Es imposible retener a Dios, pero puedes entrar muy adentro de ti y ver una luz en la oscuridad: el amor
La certeza más profunda que tenemos los seres humanos, la única capaz de arremeter la oscuridad, más aún, de soportar convivir con ella, es la de haber sido amados, la de ser amados.
Esa experiencia es la que en el presente nos permite saltar con esperanza hacia el futuro, convivir con la oscuridad y entrar en las noches de la vida.
A veces no lo queremos saber para no sufrir y a veces lo sabemos pero nos cuesta aceptar que estamos profundamente sedientos.
Nos resistimos a la medida tan infinita que Dios nos puso en el corazón y que hace tan maravillosa, y a su vez, tan dura la vida: el desear la no medida de la felicidad.
Es que para poder sintonizar con esta experiencia hace falta quedarse vulnerable ante el misterio. Solo ahí lo inefable nos confiará sus secretos. Dicho más claro, si yo no me quedo ante Dios, los que hablen de Dios no me dirán nada.
Cada vez me convenzo más de que la experiencia de la fe es un camino de certezas y oscuridades. Dios es un Dios revelado, pero al mismo tiempo es un Dios escondido.

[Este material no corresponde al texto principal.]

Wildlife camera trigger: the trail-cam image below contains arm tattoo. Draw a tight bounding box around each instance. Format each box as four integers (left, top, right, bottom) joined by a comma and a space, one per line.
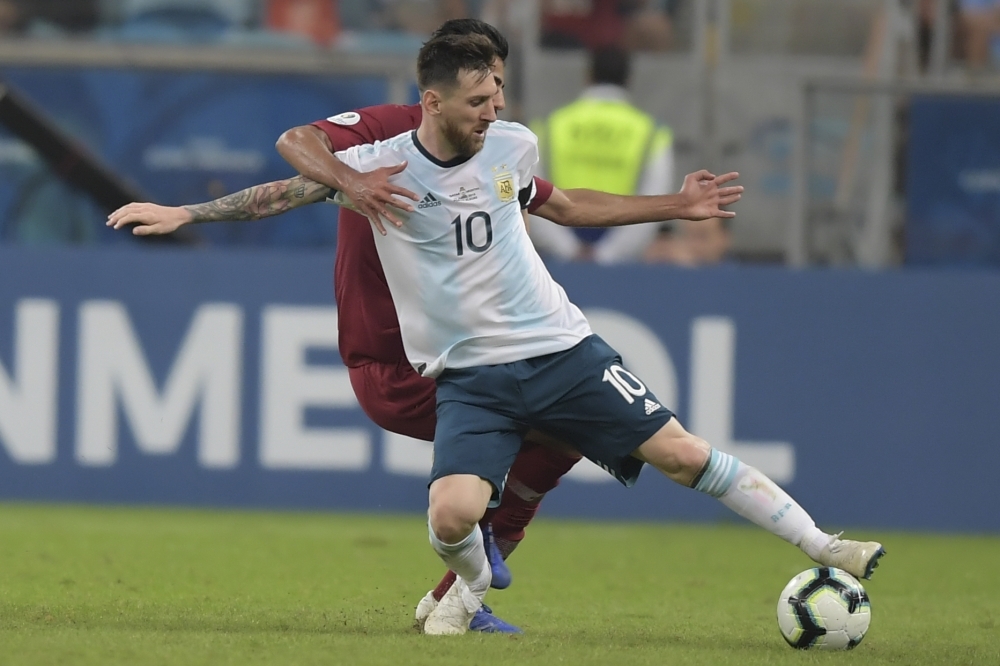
184, 176, 330, 222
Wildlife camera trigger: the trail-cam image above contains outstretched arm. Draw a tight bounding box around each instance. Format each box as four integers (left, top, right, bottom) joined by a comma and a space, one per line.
276, 125, 420, 236
107, 176, 330, 236
534, 171, 743, 227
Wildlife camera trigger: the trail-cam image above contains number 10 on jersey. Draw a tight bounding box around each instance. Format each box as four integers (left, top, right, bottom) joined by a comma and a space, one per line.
451, 210, 493, 257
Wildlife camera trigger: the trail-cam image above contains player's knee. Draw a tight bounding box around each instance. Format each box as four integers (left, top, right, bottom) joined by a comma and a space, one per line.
428, 502, 479, 543
427, 484, 488, 543
640, 432, 711, 483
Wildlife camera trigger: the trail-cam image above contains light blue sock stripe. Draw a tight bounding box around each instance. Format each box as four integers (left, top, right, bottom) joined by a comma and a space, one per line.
695, 449, 740, 497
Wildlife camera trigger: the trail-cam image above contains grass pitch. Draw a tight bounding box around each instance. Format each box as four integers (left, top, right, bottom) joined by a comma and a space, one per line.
0, 504, 1000, 666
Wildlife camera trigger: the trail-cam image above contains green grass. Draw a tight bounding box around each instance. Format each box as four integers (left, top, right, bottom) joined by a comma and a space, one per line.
0, 504, 1000, 666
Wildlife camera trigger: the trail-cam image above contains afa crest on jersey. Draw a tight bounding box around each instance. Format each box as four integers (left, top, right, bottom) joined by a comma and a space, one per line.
493, 173, 517, 203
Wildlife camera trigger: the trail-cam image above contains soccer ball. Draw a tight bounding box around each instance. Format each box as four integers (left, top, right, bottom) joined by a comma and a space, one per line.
778, 567, 872, 650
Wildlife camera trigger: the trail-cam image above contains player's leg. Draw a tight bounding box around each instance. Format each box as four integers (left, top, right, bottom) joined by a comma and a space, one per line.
489, 432, 582, 556
633, 418, 885, 578
349, 360, 519, 631
424, 366, 524, 635
531, 335, 884, 577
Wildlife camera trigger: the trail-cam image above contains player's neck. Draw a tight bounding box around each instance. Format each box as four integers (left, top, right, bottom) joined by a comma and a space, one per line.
417, 116, 459, 162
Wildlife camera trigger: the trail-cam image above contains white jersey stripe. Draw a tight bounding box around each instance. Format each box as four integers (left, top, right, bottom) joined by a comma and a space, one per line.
335, 121, 591, 377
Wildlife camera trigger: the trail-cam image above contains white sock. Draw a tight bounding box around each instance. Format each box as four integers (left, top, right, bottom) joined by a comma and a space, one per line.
693, 449, 831, 559
427, 523, 493, 610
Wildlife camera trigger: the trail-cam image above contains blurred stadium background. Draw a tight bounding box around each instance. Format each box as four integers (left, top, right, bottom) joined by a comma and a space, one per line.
0, 0, 1000, 572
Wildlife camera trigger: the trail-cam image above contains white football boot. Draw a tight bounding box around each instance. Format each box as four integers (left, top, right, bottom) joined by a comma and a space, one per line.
413, 590, 438, 631
816, 532, 885, 580
424, 576, 483, 636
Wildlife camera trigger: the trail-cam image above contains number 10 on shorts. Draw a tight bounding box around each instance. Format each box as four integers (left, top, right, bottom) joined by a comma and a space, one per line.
601, 363, 646, 405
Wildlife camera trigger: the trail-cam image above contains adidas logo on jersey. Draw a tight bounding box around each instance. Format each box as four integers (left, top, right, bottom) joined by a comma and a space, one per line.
417, 192, 441, 208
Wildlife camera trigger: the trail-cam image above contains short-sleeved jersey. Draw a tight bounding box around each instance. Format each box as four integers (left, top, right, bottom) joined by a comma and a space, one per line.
312, 104, 552, 367
337, 121, 591, 377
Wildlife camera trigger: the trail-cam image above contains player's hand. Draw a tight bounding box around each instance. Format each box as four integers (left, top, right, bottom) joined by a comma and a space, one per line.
107, 203, 191, 236
344, 162, 420, 236
680, 169, 743, 220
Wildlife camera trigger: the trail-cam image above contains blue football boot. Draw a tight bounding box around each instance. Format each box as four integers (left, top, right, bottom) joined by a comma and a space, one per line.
469, 604, 524, 634
484, 523, 512, 588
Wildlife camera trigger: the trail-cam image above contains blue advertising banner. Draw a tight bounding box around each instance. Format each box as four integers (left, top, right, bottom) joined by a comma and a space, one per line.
0, 248, 1000, 531
906, 96, 1000, 266
0, 67, 388, 246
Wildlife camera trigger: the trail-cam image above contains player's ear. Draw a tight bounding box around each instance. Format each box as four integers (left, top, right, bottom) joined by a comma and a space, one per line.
420, 88, 442, 115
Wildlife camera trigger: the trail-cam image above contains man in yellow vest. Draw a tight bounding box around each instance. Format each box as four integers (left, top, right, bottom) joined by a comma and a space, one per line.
530, 47, 674, 264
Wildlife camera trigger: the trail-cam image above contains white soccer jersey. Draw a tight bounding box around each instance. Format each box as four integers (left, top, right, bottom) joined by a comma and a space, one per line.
335, 121, 591, 377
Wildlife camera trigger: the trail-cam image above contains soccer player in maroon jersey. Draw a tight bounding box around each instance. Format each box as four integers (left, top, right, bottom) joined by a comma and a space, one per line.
108, 19, 743, 631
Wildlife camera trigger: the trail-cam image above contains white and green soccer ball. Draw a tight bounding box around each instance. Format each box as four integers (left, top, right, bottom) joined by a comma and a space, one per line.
778, 567, 872, 650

Él nos permite asomarnos todo lo que se puede desde la precariedad de este mundo a una realidad que nos ha sido dicha, pero no agotada.
A Dios no se lo puede retener, no podemos asirlo con nuestras manos y agarrarlo para que no se vaya. La presencia de Dios nos habla. La oímos pero no la podemos ver; pensamos que lo tenemos pero se nos escapa de las manos; está presente pero se siente como una ausencia absoluta; nos hiere de dicha y la dicha la percibimos como un doloroso vacío.
Tenemos un “inmenso Padre”, dirá san Juan de la Cruz. Un Dios que se nos entregó en Jesús y sigue siendo misterio, una fe, llena de certezas aunque sin embargo sigue siendo noche.